The European Commission (EC) does not want member nations of the European Union (EU) to negotiate bilateral air-transport agreements with foreign countries - especially with the USA. It has long wanted to take on that duty itself, on behalf of the EU as a whole. The trouble is that the EU, as a group of individual nations, seems hell-bent on negotiating progressively more liberal individual bilateral agreements with the USA and others.

EC Transport Commissioner Neil Kinnock is trying to raise the profile of this complex and highly sensitive issue once again - but the question remains over whether the motivation for this initiative is the good of the EU or the power of the EC. Kinnock calls the issue one of "negotiation between two air-transport systems", rather than between individual nations. The one point on which he is unquestionably right is that he sees the USA, with its geographical size and sheer commercial air-transport-industry magnitude, as an air-transport system rather than a nation. That has become even more true with the opening up of the markets, between the USA and Canada and Mexico, which effectively brings the North American market in close parallel, with the European one.

The whole point about bilaterals, however, whether they are negotiated between individual nations or blocks of nations, or a combination of the two, is that they are primarily instruments of protectionism. Any bilateral has as its central plank the concept of limiting what one or other party can do. In that any bilateral acts as a restriction to open and free competition and trade, not to promote it.

Kinnock, who apparently reviles bilaterals as being anti-competitive and anti-consumer, proclaims open skies as his aim, yet declares that he wants to negotiate a bilateral, even if it is between blocs rather than nations.

His argument for being allowed to negotiate an anti-competitive bilateral, instead of letting individual nations negotiate anti-competitive bilaterals, is that they will get a better deal if they leave negotiation to the EC. He can, he says, "...wield the full weight of the 15 countries of the EU" on their behalf. Wield what, and for what purpose?

Certainly, he does not appear to have the power of the UK behind him, as it is busy negotiating the mother of confusions with the USA. It certainly does not have the power of the Netherlands, which has long had an open skies agreement, in place with the USA, nor that of the Germans, who have a perfectly good deal in place.
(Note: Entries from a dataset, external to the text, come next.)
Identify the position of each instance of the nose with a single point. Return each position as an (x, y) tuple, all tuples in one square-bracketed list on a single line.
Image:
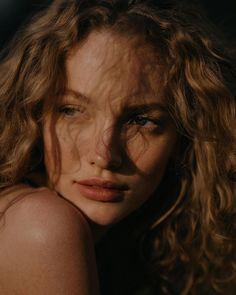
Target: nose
[(106, 151)]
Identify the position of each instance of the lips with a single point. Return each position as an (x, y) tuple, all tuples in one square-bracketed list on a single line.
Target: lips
[(101, 190)]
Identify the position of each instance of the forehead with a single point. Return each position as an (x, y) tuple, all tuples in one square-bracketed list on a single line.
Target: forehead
[(108, 65)]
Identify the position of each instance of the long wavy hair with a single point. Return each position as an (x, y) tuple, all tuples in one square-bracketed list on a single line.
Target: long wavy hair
[(190, 247)]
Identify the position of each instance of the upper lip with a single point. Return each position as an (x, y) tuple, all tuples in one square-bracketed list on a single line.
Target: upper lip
[(98, 182)]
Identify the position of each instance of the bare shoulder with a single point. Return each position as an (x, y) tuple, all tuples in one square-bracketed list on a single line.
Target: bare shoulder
[(42, 209), (45, 241)]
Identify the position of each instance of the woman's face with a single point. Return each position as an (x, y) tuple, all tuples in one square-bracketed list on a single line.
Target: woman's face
[(114, 134)]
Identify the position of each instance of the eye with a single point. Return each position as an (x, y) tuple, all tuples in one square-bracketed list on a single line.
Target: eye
[(145, 121), (69, 110)]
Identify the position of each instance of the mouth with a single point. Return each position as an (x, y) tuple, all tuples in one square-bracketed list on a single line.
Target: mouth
[(101, 190)]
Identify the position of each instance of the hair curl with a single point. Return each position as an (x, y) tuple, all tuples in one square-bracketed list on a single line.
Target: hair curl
[(195, 245)]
In short, the more powerful of the EU nations tend not to want centrally conducted negotiation, and neither does the USA.

Kinnock says that there are no protectionist motives in the EC policy - the intent is merely to "maximise opportunities." That no bilateral can do for both parties. It can only increase opportunities for the side, which, at the moment of negotiation, sees itself as the disadvantaged party. Real open skies means, theoretically unlimited opportunities for all parties, and needs no negotiation.

Of course, Kinnock points out, there have to be regulatory safeguards to protect safety and reliability, to prevent predatory practices, and to protect "essential services". That is not all, however: to maximise opportunities for both parties in an open marketplace, bilaterals would have to encompass things which no negotiator can deliver, such as untrammeled expansion at the airports to which airlines wish to fly, and the expansion of available airspace capacity to match their aspirations.

If Kinnock wants to convince the EU nations' transport ministers that they should fall in line behind him, he must define much more precisely what he believes "the power of the EU" can deliver which they cannot, at present, negotiate for themselves.